La situation inquiète les investisseurs pris dans un effet ciseaux de baisse de la valeur des actifs et de hausse du passif qui subit également la baisse du taux d’actualisation. « Les assureurs ont reçu un choc à l’été. Après la réalisation des reporting anticipatifs de solvabilité 2, ils ont constaté qu’après l’entrée en territoire négatif des taux d’intérêt, les perspectives à moyen terme, à 5 – 10 ans, de l’industrie de l’assurance et de l’assurance vie étaient au moins préoccupantes », signale Xavier Larnaudie-Eiffel, directeur général adjoint de CNP Assurances. « On peut vivre avec des taux très bas pendant une dizaine d’année. Nous avons déjà connu une période de taux bas de 2008 à 2018. Désormais, les réinvestissements deviennent très coûteux », constate Pierre Gramegna, ministre des Finances du Luxembourg. 

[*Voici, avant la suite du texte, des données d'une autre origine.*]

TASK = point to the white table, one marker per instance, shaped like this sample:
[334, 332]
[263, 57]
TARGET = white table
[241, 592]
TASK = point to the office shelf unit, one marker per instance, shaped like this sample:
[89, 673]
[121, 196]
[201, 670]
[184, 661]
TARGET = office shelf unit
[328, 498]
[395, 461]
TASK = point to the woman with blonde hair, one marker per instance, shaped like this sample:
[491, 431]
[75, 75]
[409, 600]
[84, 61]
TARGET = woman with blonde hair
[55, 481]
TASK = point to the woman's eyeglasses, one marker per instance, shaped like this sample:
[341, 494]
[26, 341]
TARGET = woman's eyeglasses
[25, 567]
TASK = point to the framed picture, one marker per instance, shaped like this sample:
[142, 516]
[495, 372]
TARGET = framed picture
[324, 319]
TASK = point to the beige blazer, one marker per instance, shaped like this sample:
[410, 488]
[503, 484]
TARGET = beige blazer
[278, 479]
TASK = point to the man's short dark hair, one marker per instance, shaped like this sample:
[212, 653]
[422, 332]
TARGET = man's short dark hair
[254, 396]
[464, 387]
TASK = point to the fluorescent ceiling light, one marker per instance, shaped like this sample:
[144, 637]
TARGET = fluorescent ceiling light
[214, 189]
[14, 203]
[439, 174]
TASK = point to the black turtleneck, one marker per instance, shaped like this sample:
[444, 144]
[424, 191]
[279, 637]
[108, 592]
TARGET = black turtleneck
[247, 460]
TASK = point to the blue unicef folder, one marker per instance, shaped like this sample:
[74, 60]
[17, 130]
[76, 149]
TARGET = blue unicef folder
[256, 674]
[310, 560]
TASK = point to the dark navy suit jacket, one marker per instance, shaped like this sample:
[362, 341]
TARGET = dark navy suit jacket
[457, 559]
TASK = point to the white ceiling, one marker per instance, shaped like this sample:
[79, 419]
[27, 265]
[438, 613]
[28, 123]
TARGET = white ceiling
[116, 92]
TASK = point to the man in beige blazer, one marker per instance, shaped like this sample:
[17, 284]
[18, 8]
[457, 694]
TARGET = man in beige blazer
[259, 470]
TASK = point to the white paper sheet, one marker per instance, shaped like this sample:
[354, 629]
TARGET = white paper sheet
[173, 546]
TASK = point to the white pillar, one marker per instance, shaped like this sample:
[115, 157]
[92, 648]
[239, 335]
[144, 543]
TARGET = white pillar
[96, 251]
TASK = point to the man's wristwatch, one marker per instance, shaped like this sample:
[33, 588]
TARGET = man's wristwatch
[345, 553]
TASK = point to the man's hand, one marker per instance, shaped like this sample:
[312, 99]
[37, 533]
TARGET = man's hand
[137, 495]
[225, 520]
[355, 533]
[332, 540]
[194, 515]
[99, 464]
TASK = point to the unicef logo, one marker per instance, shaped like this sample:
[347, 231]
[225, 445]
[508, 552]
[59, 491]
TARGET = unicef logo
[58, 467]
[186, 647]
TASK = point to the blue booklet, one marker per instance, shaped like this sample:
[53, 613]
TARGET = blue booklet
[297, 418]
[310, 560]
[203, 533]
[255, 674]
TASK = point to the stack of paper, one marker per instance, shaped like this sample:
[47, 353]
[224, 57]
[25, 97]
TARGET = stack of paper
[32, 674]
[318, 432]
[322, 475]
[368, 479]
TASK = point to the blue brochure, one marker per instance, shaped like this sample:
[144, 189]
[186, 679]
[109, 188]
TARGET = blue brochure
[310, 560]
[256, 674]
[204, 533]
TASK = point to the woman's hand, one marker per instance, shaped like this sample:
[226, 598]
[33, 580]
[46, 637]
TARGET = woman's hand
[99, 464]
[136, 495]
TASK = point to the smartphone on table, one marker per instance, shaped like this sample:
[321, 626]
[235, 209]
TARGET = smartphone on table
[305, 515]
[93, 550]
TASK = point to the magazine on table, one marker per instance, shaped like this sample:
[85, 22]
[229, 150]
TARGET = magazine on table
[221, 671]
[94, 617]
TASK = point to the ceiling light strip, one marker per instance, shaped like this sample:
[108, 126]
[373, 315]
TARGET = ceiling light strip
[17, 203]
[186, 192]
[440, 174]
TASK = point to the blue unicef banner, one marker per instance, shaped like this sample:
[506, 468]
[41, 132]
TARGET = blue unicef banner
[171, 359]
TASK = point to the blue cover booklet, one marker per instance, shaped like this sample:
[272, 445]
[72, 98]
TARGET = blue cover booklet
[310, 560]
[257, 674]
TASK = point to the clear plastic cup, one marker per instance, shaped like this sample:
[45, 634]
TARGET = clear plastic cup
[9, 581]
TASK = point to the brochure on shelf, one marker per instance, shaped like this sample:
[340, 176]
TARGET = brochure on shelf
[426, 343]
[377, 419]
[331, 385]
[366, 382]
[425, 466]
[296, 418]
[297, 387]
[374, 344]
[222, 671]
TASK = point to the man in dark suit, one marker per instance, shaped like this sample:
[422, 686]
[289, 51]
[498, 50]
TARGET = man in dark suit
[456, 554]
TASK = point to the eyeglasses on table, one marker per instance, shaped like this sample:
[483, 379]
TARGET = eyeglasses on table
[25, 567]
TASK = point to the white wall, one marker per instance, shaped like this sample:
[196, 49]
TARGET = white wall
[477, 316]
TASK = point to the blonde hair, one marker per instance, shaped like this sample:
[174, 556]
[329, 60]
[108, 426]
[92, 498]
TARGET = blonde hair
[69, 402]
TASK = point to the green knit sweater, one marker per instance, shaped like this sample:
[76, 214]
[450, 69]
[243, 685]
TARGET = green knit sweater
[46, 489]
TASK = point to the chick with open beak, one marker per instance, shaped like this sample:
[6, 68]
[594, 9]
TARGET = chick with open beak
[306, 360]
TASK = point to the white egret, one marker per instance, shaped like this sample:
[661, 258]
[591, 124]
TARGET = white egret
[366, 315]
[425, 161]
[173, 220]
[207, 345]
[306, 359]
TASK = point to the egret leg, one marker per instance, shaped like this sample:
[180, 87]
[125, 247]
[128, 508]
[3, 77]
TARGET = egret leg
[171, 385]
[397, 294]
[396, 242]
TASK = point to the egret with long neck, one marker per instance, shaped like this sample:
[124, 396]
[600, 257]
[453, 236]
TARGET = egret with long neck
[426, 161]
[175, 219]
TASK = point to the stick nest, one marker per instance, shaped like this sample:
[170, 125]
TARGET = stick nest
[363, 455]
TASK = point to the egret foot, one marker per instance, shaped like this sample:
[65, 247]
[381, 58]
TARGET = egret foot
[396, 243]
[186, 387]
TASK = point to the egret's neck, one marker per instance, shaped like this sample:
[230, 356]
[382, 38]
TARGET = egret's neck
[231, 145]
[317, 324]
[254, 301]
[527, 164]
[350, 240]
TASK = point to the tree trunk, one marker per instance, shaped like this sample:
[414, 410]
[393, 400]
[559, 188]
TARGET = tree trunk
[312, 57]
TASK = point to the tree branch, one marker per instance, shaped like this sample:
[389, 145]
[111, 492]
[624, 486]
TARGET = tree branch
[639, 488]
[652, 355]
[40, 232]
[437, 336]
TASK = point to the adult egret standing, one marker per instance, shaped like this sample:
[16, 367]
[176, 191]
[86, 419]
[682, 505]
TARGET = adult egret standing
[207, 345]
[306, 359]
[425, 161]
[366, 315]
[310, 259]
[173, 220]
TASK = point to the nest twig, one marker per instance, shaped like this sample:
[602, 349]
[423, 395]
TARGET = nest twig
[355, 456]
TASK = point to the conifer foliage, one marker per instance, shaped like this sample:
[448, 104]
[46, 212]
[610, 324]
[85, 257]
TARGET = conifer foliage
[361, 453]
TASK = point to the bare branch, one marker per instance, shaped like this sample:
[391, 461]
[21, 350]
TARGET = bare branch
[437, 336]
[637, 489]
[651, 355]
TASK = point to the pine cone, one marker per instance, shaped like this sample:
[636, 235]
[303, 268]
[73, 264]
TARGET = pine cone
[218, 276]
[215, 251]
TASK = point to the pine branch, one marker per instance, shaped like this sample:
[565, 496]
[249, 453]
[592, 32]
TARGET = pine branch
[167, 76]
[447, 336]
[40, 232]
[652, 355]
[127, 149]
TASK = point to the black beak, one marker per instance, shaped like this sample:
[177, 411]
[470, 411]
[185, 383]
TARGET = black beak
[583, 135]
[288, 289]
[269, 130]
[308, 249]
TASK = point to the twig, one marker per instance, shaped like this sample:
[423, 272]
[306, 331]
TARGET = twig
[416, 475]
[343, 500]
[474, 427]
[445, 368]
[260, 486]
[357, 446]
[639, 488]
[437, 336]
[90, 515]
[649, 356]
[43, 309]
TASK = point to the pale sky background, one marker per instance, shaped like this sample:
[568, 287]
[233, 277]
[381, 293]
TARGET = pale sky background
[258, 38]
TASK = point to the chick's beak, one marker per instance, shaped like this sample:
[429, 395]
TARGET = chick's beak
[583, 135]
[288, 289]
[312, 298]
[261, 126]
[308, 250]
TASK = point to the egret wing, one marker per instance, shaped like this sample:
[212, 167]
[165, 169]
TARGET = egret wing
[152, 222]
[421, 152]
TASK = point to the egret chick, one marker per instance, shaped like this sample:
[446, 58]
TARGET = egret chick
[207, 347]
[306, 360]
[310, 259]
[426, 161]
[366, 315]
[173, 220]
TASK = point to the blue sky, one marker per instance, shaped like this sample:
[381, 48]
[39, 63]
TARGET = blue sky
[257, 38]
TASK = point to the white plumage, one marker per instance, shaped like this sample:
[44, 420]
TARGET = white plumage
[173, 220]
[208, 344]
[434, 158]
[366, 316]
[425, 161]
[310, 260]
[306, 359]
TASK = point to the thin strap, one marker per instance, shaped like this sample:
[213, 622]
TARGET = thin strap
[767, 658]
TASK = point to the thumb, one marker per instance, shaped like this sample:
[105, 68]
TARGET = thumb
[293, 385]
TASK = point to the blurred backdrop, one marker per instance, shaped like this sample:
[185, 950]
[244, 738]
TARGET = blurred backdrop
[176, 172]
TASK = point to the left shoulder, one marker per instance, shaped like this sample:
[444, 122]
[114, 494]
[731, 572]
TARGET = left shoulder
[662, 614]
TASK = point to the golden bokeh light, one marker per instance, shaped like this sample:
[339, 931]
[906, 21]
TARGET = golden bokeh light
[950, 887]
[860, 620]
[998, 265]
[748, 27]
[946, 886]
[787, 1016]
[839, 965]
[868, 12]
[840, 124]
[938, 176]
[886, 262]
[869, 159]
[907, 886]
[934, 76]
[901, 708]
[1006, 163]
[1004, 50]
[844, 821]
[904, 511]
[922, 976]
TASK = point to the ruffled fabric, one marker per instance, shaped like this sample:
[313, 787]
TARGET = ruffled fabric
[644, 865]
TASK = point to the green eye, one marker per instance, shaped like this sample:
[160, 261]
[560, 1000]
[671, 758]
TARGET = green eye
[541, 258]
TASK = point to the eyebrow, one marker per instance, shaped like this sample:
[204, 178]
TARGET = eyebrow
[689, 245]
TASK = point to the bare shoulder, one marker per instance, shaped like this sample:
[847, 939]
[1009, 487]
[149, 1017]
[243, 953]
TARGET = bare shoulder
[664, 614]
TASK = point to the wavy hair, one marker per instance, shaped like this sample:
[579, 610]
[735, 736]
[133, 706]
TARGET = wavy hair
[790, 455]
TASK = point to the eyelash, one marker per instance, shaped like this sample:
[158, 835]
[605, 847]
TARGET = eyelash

La détention d’obligations pourrait être rendue encore plus coûteuse en fonds propres dans la prochaine révision de Solvabilité 2. De l’avis « personnel » de Gabriel Bernardino, président de l’EIOPA, l’Autorité européenne des assurances et des pensions professionnelles, « il ne faut pas être naïf, la réglementation prudentielle actuelle fait totalement fausse route sur le traitement du risque des taux qui sont devenus négatifs », estime-t-il.